Eskom looks set to increase electricity prices significantly over the next three years . Image: Shutterstock
Energy regulator Nersa last week published Eskom’s application in terms of the Regulatory Clearing Account (RCA) methodology for public comment.
Nersa initially allowed Eskom to recover R86 billion in costs from electricity tariffs, but Eskom maintains it was entitled to recover R99.6 billion, which it says was prudently incurred.
According to the published timelines, stakeholders have until January 20 to submit written responses to the applications. Nersa will also hold public hearings on the matter in all nine provinces during February and plans to announce its decision on March 24 next year.

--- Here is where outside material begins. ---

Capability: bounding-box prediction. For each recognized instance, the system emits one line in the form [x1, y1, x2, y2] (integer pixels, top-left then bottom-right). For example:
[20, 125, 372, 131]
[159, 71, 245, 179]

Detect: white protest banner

The RCA methodology is a mechanism to mitigate the risk of assumptions underlying the original tariff determination for the period being at odds with how circumstances play out in reality. It allows the regulator to retrospectively adjust Eskom’s revenue by adjusting tariffs in subsequent years in favour of either Eskom or the consumer, to compensate for variances in, for example, sales volumes.
This application is however not expected to impact electricity tariffs next year, since Nersa’s announcement will come too late to be incorporated in the upcoming tariff increase, which takes effect on April 1 for Eskom’s direct clients and July 1 for municipalities.
This is despite Eskom proposing that the amount Nersa awards be added to electricity tariffs in 2020/21 and 2021/22.
If Nersa awards Eskom the full R27.2 billion and splits it over two years, in 2021/22 and 2022/23, it will push the expected increase in April 2021 from 5.01% to 11.38%.
Eskom is however challenging five different tariff determinations by Nersa in court, including the original 2018/19 decision, which has resulted in overall uncertainty about the future price path of electricity.
The first applications are expected to be heard early next year. Eskom is arguing that Nersa shortchanged it by at least R100 billion and is asking the court to order the clawback of at least R69 billion.
If the first, urgent, application succeeds, it could result in tariffs increasing by 16.6% next year, instead of the 8.1% as things currently stand.
If Eskom’s other applications succeed, the court might refer the matters back to Nersa for redetermination, which would once again delay any price certainty.
In the current application Eskom relies largely on lower-than-expected sales volumes and higher-than-expected coal costs in arguing for the clawback.
After stripping out income lost due to lower sales that resulted from load shedding, Eskom is claiming an additional R5.4 billion due to reduced sales.
It blames this largely on the struggling economy. In its application, Eskom says the customer groups most affected are municipalities, mines and households.
The biggest impact at municipal level was in KwaZulu-Natal, where the closure of two furnaces by Richards Bay Alloys and downscaling by Karbochem cost Eskom 574 gigawatt hours (GWh) in sales.
In the mining industry sales reduced by 1 125 GWh, mostly in the gold sector and as a result of the Gupta-linked Optimum coal mine going into business rescue.
Eskom is claiming R16.7 billion additional revenue for primary energy, mostly related to coal.
‘Unreasonable’, says Eskom
The power utility is highly critical of Nersa’s decision to approve R39.1 billion coal burn cost, compared with the R48.6 billion it applied for and the ultimate actual cost of R51.5 billion.
According to Eskom, Nersa did not take into account the current coal purchase agreements Eskom is bound to and based its determination on a theoretical index that also fails to take the dynamics in the coal industry into account.
Eskom is further claiming R4.8 billion for variance in “other” costs, consisting largely of depreciation and employee costs.
It states that the R24.3 billion Nersa allowed for employee costs provided for only 32 954 staff members.
This meant Eskom would have had to reduce staff numbers by 6 323 within one month of the announcement of the decision.
Eskom is however bound by collective bargaining agreements and such a reduction would have required extensive and time-consuming negotiations with unions, as well as additional cost for severance packages, it argues.
The power utility criticises Nersa’s calculations with regard to employee costs and describes the amount determined as “unreasonable”.
According to Eskom, the reasons Nersa provided for its tariff determination in some instances lack the necessary information to base its RCA application on. It hopes to get further guidance from the court.